Caching layer at Steam exposed game subscribers info to other subscribers.  


Details here: http://www.dailydot.com/politics/steam-bug-leaks-player-account-information/


----------



## KuJoe (Dec 27, 2015)

Glad I didn't login to Steam on Christmas or Christmas Eve, people would know all of my info (that's already publicly available).


----------



## AuroraZero (Dec 27, 2015)

Good thing my power has been off since Christmas morning 11:30 am I guess. What in the sam hell is wrong with these people? Do they ever use their damned heads for more then hat racks? I just hope one of these times some one sues the shit out of them. This is becoming a damned plague. The sad part of it is most people are like oh well nothing can be done now it has happened.

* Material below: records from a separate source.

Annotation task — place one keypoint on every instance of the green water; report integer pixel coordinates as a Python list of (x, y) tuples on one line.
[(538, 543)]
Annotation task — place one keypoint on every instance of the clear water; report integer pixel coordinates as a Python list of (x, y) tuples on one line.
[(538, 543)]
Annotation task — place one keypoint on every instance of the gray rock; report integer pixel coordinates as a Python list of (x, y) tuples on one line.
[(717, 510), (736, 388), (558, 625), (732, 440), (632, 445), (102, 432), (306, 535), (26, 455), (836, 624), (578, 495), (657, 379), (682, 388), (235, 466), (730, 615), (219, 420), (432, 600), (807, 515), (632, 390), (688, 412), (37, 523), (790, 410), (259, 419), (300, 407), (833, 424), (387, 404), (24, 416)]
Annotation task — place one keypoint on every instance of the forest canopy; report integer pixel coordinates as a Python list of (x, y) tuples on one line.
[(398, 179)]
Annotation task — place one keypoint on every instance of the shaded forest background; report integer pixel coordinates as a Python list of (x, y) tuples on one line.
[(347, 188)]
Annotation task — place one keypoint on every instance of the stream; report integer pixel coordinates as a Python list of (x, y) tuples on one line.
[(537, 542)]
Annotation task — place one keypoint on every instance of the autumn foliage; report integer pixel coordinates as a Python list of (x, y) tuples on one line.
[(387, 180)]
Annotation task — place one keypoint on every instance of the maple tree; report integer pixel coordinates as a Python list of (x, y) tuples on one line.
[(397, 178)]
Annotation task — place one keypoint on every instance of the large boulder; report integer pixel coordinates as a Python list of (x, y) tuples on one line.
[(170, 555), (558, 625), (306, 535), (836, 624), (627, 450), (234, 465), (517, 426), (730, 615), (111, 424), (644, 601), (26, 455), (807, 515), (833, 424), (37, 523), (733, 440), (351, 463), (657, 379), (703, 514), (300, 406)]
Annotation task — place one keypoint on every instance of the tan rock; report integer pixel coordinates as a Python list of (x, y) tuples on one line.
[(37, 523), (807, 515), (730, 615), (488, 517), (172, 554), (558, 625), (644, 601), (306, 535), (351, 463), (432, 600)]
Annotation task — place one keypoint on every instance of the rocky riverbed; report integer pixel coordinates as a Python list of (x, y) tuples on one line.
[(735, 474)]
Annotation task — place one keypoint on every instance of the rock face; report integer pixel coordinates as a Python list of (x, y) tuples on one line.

Just going to get worse until some one makes them responsible for their data they collect.


----------



## GIANT_CRAB (Dec 27, 2015)

Brilliant Christmas gift from our Lord and Saviour, Gay-Ben.


----------



## wlanboy (Dec 31, 2015)

New announment: http://store.steampowered.com/news/19852/



> "In response to this specific attack, caching rules managed by a Steam web caching partner were deployed in order to both minimize the impact on Steam Store servers and continue to route legitimate user traffic," Valve writes. "During the second wave of this attack, a second caching configuration was deployed that incorrectly cached web traffic for authenticated users. This configuration error resulted in some users seeing Steam Store responses which were generated for other users."
> 
> 
> The bug was live from 11:50AM PST to 1:20PM PST and affected only users browsing the Steam Store at that time. If you didn't access your own private information on Steam during this window, you're fine. Valve is working to identify users whose information may have been compromised and promises to contact them.


----------